Но вот под горою показались вершники и жолнеры, а за ними и уланы ясновельможного пана Радзивилла. За жолнерами, позади ехавшей курьерской тележки, показалась окружённая ездовыми и гайдуками, в сопровождении скороходов, раззолоченная и разрисованная карета с двумя гайдуками в высоких шапках позади. За каретой ехало ещё несколько экипажей.
Пан Бендзинский оправился. С гордостью окинул он общим взглядом панов, начинавших поглядывать на него с насмешкой.
— Просим, Панове! — сказал он им, сходя на последнюю ступеньку крыльца.
В это время вся вереница верховых, скороходов и экипажей подъехала к воротам, и раззолоченная карета, сквозь зеркальные стёкла которой виднелась полная, тем не менее довольно ещё красивая и разряженная фигура князя Радзивилла, влетела на двор и подкатила к крыльцу. Экипажи следовали за ней.
Гайдуки быстро соскочили с запяток, откинули подножку высокого экипажа, и князь Радзивилл показался в дверцах кареты.
Пан Бендзинский подхватил его под руку.
— Дорогой, ясновельможный пан, наш многомилостивый воевода и покровитель, пане коханко, светлейший, ясновельможнейший! Как мы счастливы видеть!.. — начал говорить хозяин.
С другой стороны подхватил Радзивилла пан Лепещинский, старый высокий поляк с седыми, уже пожелтевшими от старости усами. Окружили Радзивилла с приветствиями и все другие паны.

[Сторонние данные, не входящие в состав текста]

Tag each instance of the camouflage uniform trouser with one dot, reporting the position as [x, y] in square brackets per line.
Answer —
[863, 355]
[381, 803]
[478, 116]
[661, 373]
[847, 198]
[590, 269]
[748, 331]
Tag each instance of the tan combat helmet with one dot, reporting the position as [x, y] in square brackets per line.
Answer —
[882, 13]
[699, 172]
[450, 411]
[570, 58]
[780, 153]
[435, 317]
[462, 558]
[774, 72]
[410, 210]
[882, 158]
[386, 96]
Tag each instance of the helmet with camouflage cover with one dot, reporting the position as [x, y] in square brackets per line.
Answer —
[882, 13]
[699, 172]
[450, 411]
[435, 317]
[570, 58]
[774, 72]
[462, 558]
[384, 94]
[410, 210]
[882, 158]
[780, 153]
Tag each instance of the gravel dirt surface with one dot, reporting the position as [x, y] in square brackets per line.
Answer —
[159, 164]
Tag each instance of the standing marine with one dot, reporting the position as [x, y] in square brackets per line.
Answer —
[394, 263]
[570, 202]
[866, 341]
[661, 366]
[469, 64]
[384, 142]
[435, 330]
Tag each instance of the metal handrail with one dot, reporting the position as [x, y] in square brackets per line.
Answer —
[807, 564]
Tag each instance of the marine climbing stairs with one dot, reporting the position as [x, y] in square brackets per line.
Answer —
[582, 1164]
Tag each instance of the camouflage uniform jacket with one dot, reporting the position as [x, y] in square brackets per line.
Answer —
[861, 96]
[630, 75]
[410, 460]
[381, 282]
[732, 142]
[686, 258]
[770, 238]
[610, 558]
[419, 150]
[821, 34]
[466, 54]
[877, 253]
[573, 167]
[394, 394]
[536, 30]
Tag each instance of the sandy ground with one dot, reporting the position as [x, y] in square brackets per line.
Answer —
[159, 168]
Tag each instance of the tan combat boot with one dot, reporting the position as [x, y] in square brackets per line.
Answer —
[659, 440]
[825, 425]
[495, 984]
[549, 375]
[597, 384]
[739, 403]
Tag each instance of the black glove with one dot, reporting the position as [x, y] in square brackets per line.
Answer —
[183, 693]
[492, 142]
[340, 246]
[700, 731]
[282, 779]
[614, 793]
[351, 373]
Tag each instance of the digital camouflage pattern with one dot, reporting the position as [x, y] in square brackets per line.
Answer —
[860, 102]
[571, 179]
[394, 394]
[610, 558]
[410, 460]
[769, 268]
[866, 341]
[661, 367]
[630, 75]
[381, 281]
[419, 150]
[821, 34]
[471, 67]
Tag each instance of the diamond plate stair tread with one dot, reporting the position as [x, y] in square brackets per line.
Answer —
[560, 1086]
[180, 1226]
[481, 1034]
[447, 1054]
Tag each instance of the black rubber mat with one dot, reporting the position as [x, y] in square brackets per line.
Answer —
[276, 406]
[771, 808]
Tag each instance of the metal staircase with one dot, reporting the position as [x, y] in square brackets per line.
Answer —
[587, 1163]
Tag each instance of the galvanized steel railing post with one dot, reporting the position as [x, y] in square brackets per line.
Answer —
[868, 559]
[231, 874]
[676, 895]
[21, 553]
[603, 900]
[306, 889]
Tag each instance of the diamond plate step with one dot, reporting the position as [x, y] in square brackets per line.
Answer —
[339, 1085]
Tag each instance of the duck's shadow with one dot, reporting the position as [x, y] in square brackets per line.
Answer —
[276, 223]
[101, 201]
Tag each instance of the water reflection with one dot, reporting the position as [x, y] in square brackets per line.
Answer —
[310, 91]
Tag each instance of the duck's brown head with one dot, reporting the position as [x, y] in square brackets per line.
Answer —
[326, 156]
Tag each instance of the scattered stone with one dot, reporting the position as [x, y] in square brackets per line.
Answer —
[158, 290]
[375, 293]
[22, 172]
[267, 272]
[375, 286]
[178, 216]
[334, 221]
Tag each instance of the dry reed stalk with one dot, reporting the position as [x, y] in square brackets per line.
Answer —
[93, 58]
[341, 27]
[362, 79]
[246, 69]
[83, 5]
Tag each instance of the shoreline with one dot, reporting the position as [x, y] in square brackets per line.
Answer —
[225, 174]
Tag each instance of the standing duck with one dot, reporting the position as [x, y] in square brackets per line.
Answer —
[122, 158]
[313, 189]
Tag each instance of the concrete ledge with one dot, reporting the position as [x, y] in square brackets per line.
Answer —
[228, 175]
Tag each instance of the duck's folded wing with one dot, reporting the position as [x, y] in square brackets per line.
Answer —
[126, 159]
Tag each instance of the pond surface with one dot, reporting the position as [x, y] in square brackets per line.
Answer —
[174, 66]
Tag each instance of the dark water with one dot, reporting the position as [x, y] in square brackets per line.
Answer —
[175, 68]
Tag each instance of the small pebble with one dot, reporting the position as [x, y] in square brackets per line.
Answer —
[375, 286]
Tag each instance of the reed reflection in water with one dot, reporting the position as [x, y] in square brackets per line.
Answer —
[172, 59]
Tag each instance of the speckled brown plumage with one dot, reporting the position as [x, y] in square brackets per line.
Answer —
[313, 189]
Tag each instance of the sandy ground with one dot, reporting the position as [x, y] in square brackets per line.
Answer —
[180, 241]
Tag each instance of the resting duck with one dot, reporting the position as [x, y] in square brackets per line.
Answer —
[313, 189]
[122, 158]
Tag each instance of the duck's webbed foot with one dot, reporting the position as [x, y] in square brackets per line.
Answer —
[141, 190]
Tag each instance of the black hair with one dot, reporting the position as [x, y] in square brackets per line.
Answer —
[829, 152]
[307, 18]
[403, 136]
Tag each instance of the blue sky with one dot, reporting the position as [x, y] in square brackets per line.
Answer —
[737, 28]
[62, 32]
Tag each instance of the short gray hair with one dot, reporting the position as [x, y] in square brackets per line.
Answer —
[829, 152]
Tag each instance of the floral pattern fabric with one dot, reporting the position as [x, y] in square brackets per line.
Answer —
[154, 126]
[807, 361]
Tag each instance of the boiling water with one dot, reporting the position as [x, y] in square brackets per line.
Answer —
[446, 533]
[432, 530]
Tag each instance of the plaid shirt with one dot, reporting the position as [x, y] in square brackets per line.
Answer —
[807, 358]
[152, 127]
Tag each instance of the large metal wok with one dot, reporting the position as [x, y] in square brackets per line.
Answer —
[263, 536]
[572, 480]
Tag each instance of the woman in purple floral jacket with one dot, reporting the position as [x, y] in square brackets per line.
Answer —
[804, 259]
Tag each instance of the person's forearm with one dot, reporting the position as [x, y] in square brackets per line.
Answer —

Пан Радзивилл хотя был в то время человеком далеко ещё не пожилым и мог многих из предстоящих перед ним панов по летам признать своими отцами, тем не менее насупился и принимал все эти приветствия и поклонения родовитого польского шляхетства с приличной важностью. Опираясь на хозяина и пана Лепещинского, он сошёл с четырёх ступеней подножки, кивнул как-то лениво панам головой и тихо начал входить на лестницу, будто прихрамывая, в то время как Бендзинский, Лепещинский и другие паны старались ему помочь.
На верху лестницы ждала князя Радзивилла панна Бендзинская с паннами и паненками. Позади них одна из приживалок хозяйки держала блюдо с цветами.
Когда Радзивилл поднялся уже на половину лестницы, панна Бендзинская взяла с блюда цветы и, только он ступил на последнюю ступеньку, бросила их ему под ноги.
— Да будет украшен цветами путь твой, ясновельможный пан! — сказала она.
Бросили цветы к ногам Радзивилла и некоторые из панн и паненок.
Радзивилл отвечал на это приветствие с изысканной вежливостью.
— Счастлив, что удостоился взглянуть на ясные очи прекрасной пани, — сказал он панне Бендзинской, приветствуя всех словом и взглядом.